Take 10 with Michael

Michael Brennan is an Executive Principal at Apis, currently leading the major Aged Care Reforms at the Department of Health.

Take 10 with Michael

Michael Brennan is an Executive Principal at Apis, currently leading the major Aged Care Reforms at the Department of Health.  Michael joined Apis with a strong interest in business analysis to solve problems and programme management to implement major change.  Business analysis came naturally to him after training as financial para planner and studying a business degree at RMIT.  His career so far has provided experience in superannuation, retail financial services, corporate banking, education, border protection, government regulation and Commonwealth aged care.  From early in his career, he was required to grasp a business operating model, analyse issues and then visualise the future business practises of the organisation.  This interest in helping organisations solve problems and implement a better future is what makes Michael tick.  He outlines below where this has taken him over the years and gives us an insight into the state of project and programme management in Australia today.

What drew you to this field of work?

I love the problem-solving element of big business process challenges.  I’m not as interested in system maintenance, but rather system envisioning, design and building or improvement.  While those novelties and challenges motivate me, the interesting irony is that to build these new systems and processes, I need to rely on repeatable, consistent, project management tools and frameworks.  Without these, designing a new and complex system would be near impossible.

What are some of the golden rules you personally rely on to deliver on large-scale projects?

A highly experienced former colleague of mine in the UK once said that running a massive project is like a circus acrobat managing “to keep all the plates spinning in the air” without anything coming crashing down.  That is a great metaphor for programme and project management.

To achieve this I need to ensure that all project teams within a programme have a shared vision of where it is all heading. I think of this as Golden Rule number 1: create the vision and constantly propagate and reinforce it with all team members.  A perfect example is that over the last three and a half years, Apis has been leading over 300 people to ensure the successful development and roll out of My Aged Care.  Without a common, shared goal it could easily lead to a variety of different sub-optimal outcomes.  The other rule I live by is to focus on the individuals within the teams themselves to help and motivate them to be the best that they can be.  It’s hugely energising for people and their teams.

You worked for several years in the United Kingdom.  What did you do there and how would you compare that experience with Australia today?

In the UK I worked with large financial services organisations and various UK Government Departments, including for the UK Identity & Passport Service.  I was responsible for establishing a programme for delivering a capability to record biometrics for 7.5 million applicants per year.

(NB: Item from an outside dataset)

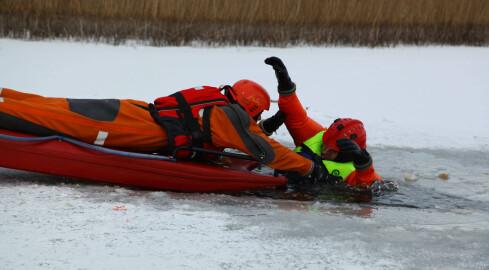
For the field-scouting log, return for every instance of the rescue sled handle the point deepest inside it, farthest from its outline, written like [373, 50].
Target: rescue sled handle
[86, 145]
[214, 152]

My UK experience was invaluable, since both the UK public and private sectors have a strong appreciation of the purpose and application of programme and project management frameworks.  I took part in and witnessed great successes.  I had a strong sense that we were interfacing with clients who were ‘mature’ in a project management sense and that meant high chances of effective results.

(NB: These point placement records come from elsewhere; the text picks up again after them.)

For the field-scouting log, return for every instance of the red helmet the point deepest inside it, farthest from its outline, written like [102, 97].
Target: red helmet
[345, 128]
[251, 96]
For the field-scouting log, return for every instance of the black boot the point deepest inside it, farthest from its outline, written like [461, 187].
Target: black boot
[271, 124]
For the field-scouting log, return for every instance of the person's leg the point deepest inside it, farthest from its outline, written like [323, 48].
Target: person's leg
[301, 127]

I see the Australian corporate and public sectors evolving down that path too.  Organisations such as Apis have a real role in helping to increase our Commonwealth clients’ understanding of programme and project management skills and benefits.  We don’t just run a project in isolation.  We have an ethos of ensuring skills transfer and training for our clients.  We aim to educate, coach and capacity-build the APS staff we engage with.

What does Apis’ do best in your field?

Apis has always worked in partnership with our clients.  Our consultants aim for blended teams with our public servant colleagues.  As we bring our clients along with us on a programme journey we try to ensure that, when Apis leaves, the department is able to manage independently into the future.  Our core offerings will continue to focus on programme and project management, business design, procurement, change management and assurance.  We are great at them and we deliver.